Actors rehearsing a new play by Langston Hughes, Chicago, Illinois, 1942.

...as an organization establishes its identity, the roles that the members of the project assume begin to take shape. The roles emerge from project needs as well as from individual preferences. Project members, playing these roles, pass information among themselves. 

✥ ✥ ✥

People in a project must communicate with each other for the project to make progress. Yet the overhead of this communication can hinder the very progress it should facilitate.

The number of possible communication paths among roles increases quadratically with respect to the number of roles. Five roles have ten communication paths, but ten roles have 45 paths. And twenty roles have 190 possible communication paths. It is clearly not possible to have every role communicate with every other. Therefore, information often reaches roles indirectly; through other roles. But this increases both latency (delay) and overhead. 

It is true that individuals may play several roles and receive information destined for one role that is useful for other roles. Our experience, however, is that in such cases, there are enough different communication needs in the different roles that it does not appreciably decrease the number of communication paths required. The source of information is sometimes as important as the information content itself. 

Therefore: 

Identify the roles in the organization. Try to keep the number of roles to about sixteen or less. If you have more, try to reduce the number of roles by identifying the value of various roles, and consolidating or eliminating roles that add less value.**

We have found that the healthiest and most productive organizations tend to have around sixteen to twenty roles. Aiming for the lower bound gives one space to allow additional roles to emerge as needed. 

The combinatorics of communication encourages few roles. Fewer roles means that communication becomes more efficient, both in resources consumed and in speed. 

Roles tend to be stable in an organization over time, more so than processes, and even personnel. Roles are a reflection of the culture and the values of the organization. Keeping the number of roles low makes it easier for new people to assimilate the organizational culture, and become part of it. 

Roles are not the same as people. Several people may play the same role; most organizations have several people in the Developer role, for example. Conversely, one person may fill more than one role. For example, a person may be mainly a developer, but may function part time as the project manager. Multiple roles per person is common in small teams, but is often seen in large organizations as well. 

How do you determine what the roles of an organization are? In particular, how do you know whether certain tasks are responsibilities of a role, or whether those tasks form a new role? One can examine the collaborations that emanate from those tasks, and see whether they correspond to the role in question, or have a different pattern of communication. In practice, though, it is simpler than that. Just ask the organization to identify their own roles. Every organization we have ever studied knew what their roles were. Organizational health seems to closely track the crispness with which project members can delineate roles. 

✥ ✥ ✥

Large organizations may find themselves with large numbers of roles. One can then approximate FewRoles by applying DivideAndConquer. 

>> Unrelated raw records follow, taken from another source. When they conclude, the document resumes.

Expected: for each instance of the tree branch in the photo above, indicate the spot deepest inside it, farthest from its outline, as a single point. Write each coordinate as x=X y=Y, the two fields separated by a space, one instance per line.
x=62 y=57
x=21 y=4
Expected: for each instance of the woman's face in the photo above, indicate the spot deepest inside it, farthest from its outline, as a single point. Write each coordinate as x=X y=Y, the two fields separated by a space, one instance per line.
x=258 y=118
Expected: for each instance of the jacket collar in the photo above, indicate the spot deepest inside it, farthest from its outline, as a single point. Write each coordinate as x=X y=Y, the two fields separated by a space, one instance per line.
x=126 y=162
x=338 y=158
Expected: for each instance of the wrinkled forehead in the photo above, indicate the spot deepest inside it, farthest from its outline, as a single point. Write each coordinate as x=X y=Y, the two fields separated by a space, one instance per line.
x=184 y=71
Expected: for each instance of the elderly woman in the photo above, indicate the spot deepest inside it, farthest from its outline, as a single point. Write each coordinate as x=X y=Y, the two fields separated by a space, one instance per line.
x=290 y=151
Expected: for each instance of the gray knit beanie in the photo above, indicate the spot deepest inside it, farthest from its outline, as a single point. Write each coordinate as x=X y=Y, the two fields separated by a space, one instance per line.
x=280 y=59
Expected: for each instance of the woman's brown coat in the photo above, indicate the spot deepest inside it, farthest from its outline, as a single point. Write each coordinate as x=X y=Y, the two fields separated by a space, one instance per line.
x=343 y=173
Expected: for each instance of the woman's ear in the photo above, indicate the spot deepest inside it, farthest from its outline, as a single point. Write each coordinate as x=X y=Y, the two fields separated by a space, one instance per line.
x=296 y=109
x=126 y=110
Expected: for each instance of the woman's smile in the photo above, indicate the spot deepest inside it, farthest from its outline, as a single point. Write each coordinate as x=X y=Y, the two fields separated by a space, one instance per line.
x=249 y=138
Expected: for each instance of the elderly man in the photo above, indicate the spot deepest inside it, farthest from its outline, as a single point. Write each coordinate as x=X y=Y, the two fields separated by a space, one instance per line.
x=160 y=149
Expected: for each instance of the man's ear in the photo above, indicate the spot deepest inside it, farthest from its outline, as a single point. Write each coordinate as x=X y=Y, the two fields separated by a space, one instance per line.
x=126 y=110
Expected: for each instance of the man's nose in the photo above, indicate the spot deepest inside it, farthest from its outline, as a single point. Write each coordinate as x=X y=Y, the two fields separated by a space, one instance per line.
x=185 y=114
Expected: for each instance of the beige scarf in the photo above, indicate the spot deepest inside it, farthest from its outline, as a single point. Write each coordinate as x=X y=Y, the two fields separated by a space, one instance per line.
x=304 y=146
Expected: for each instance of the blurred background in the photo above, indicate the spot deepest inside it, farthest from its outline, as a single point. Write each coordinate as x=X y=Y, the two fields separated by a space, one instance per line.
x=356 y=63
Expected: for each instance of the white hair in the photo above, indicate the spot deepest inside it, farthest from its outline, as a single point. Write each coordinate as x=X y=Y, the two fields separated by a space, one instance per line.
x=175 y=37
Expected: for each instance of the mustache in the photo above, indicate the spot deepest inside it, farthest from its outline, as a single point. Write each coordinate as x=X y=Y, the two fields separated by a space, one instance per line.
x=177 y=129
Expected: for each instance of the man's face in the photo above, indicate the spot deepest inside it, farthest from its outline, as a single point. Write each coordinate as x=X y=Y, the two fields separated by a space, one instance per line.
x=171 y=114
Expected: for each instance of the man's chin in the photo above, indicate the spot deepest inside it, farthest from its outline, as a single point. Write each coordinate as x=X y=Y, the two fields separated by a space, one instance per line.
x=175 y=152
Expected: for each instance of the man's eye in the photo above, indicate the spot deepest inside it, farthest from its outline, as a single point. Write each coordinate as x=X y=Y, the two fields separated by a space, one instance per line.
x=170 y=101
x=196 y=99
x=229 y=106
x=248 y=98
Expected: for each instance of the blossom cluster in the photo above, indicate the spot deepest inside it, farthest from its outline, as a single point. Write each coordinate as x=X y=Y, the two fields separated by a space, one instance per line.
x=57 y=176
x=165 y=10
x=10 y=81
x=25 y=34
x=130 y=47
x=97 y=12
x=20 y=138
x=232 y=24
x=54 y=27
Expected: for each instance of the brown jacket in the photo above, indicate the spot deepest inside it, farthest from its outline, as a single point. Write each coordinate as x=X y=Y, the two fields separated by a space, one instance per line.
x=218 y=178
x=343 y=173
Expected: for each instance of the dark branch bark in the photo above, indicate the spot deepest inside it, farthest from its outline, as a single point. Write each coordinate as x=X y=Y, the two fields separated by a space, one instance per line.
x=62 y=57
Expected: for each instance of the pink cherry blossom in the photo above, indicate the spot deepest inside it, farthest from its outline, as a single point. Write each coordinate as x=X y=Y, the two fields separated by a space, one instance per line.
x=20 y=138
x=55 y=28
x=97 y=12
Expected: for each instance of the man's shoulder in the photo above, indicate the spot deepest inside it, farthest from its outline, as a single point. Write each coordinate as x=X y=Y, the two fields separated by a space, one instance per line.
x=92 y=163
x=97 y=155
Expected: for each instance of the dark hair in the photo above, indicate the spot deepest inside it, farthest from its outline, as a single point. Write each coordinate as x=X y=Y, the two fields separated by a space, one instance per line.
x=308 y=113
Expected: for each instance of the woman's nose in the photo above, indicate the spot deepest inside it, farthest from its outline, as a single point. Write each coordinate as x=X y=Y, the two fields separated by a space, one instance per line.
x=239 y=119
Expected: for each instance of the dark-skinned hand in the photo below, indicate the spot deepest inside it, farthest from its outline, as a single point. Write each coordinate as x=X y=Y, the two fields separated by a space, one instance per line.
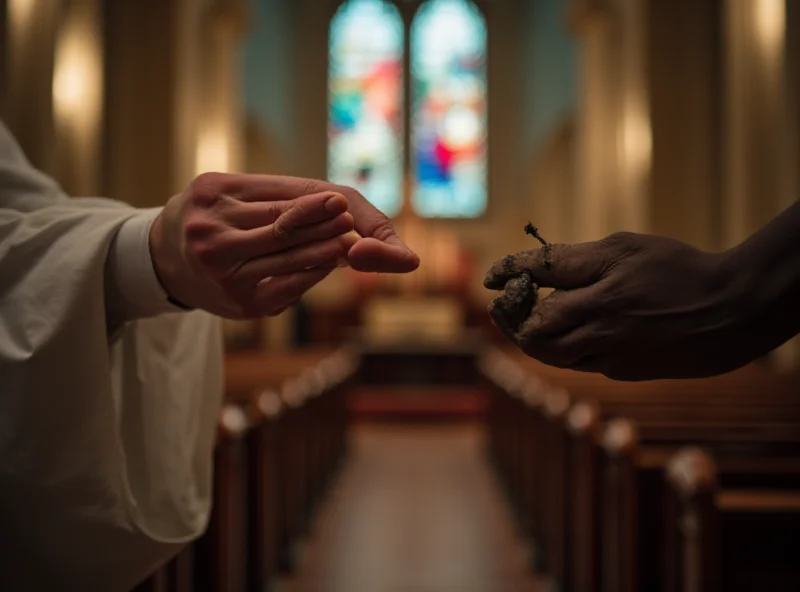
x=630 y=306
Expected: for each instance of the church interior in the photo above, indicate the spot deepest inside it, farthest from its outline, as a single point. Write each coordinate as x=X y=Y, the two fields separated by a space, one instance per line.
x=382 y=435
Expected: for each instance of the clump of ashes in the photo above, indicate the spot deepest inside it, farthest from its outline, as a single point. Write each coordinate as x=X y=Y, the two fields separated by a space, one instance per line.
x=534 y=232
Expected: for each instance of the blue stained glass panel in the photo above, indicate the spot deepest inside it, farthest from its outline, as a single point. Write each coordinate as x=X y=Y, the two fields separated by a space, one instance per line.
x=449 y=135
x=365 y=117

After you have identified the roles, it may not be obvious which roles can be combined or eliminated. Use ProducerRoles to characterize the roles. 

As you keep the roles down, communication saturation will stay high, and communication patterns will resemble ResponsibilitiesEngage. 

Note that this is different from SizeTheOrganization. It deals with the number of people on the project; FewRoles is about the number of roles, regardless of the number of people. 

This is closely tied to ProducerRoles. It also makes DistributeWorkEvenly possible.